On arrival to the hospital, the infant was fussy but consolable. She had a temperature of 36.6°C (97.9°F), a heart rate of 122 beats per minute, blood pressure of 99/46 mm Hg, and respiratory rate of 36 breaths per minute. Physical examination revealed a well-appearing infant. Her abdomen was soft, with normal bowel sounds. A tender, fluctuant, nonreducible bulge was noted at the umbilicus, with surrounding erythema and induration. The rest of the physical examination results were normal.

Laboratory testing showed a white blood cell count of 14,700/µL, with 62% neutrophils, 10% monocytes, and 27% lymphocytes. Abdominal radiography demonstrated a soft tissue bulge in the region of the umbilicus with a minimally distended distal small-bowel loop. Air was present throughout the small bowel and rectum. Abdominal ultrasonography showed a fluid-filled structure measuring 1.2 × 1.1 cm, with internal echogenic debris that extended deep to the abdominal wall musculature. There was surrounding edema and increased flow to the umbilicus. These findings were consistent with an infected urachal cyst.

Antibiotic therapy with clindamycin was begun, and erythema and tenderness improved within 24 hours. The infant completed a 14-day course of clindamycin; 2 months after presentation, she underwent excision of the urachal cyst without complication.

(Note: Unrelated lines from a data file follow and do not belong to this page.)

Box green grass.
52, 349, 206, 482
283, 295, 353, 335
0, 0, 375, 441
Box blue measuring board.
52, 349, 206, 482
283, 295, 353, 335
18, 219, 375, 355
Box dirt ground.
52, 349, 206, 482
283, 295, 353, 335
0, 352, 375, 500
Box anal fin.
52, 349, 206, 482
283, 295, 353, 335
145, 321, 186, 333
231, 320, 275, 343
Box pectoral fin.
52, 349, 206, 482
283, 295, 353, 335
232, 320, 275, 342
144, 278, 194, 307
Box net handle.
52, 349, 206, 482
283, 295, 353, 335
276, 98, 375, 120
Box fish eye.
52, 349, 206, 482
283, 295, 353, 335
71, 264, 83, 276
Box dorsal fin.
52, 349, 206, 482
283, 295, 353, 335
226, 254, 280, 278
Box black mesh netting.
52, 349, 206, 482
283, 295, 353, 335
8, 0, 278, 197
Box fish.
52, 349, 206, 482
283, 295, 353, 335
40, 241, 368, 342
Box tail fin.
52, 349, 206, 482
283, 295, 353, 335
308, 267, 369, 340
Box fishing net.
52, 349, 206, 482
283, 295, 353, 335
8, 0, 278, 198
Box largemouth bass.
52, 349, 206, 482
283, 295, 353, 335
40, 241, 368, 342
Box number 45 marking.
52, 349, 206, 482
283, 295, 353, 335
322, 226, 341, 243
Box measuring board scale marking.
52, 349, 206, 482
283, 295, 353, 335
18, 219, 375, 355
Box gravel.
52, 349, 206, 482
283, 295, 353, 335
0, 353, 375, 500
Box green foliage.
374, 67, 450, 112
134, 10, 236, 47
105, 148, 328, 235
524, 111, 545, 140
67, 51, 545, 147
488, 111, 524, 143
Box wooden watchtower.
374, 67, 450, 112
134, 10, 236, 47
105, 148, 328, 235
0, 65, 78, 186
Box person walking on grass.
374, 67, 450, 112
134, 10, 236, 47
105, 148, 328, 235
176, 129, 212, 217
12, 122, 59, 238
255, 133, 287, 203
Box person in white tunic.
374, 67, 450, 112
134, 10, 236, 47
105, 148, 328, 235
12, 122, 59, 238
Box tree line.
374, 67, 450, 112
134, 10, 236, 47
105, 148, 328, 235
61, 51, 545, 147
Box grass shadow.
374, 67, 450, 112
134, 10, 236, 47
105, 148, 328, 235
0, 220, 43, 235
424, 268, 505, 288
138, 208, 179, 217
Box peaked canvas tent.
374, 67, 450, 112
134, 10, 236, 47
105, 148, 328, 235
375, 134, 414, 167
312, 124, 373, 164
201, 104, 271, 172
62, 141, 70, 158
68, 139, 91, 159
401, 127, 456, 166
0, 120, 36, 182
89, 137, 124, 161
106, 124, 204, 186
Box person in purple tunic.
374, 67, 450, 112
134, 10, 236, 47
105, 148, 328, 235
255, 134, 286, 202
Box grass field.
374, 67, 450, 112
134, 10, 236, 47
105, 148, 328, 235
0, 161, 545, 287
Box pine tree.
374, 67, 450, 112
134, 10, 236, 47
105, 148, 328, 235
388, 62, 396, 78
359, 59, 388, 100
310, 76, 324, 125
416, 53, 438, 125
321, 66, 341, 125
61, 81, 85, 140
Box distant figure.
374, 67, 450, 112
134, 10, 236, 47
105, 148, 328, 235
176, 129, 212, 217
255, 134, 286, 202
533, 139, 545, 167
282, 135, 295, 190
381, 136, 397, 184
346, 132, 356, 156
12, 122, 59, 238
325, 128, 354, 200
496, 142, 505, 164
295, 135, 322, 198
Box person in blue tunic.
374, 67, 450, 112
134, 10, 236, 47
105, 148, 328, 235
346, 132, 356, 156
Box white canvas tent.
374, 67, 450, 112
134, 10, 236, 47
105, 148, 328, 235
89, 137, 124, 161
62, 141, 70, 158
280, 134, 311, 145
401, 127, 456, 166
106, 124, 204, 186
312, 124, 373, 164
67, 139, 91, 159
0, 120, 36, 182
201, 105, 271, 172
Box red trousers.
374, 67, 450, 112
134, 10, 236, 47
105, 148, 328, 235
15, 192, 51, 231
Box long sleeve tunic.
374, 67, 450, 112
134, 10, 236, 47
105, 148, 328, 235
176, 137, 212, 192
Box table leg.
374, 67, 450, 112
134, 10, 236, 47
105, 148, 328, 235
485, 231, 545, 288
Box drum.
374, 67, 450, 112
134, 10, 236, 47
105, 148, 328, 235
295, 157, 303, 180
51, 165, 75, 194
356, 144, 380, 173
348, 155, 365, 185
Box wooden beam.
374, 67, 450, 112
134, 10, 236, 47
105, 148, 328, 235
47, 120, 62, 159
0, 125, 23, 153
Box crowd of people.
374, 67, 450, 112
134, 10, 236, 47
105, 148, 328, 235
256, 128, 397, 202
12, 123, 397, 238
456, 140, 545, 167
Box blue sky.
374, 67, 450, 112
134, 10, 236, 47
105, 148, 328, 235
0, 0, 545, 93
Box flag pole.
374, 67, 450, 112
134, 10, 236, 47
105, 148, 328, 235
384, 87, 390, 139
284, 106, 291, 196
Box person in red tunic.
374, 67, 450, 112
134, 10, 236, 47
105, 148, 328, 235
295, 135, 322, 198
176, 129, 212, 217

The urachus is an embryologic tract that connects the developing bladder to the umbilicus and involutes in utero to form a fibrous band. Failure of involution can lead to a spectrum of urachal anomalies. The most severe type is a patent urachus, which is a patent connection between the bladder and the umbilicus. A patent urachus generally presents as a persistently draining umbilicus in infancy. The other types of urachal anomalies present with a variety of symptoms such as abdominal pain, abdominal or umbilical masses, or dysuria. Urachal cysts are the most common urachal anomaly and occur when the urachus incompletely involutes, resulting in a cyst that does not connect to the bladder or umbilicus.1

Urachal anomalies can be difficult to diagnose owing to the variability of the presenting symptoms, which often mimic more common diagnoses such as appendicitis or incarcerated umbilical hernia.2 For an infant presenting with an umbilical mass, the list of differential diagnoses includes umbilical hernia, omphalitis, umbilical pyogenic granuloma, urachal remnants, and patent omphalomesenteric duct.3 Left untreated, complications of urachal cysts include malignant degeneration, calculus formation, rupture, hemorrhage, bowel obstruction, and infection.4

When a urachal cyst is suspected, ultrasonography is the preferred initial imaging modality and can be diagnostic in approximately 80% of cases. When ultrasonography is nondiagnostic, computed tomography or fistulography may be considered.5 Treatment of an infected urachal cyst traditionally consists of antibiotic therapy followed by complete excision. Nonoperative management with drainage and antibiotics also may be considered.6


1. Yiee JH, Garcia N, Baker LA, Barber R, Snodgrass WT, Wilcox DT. A diagnostic algorithm for urachal anomalies. J Pediatr Urol. 2007;3(6):500-504.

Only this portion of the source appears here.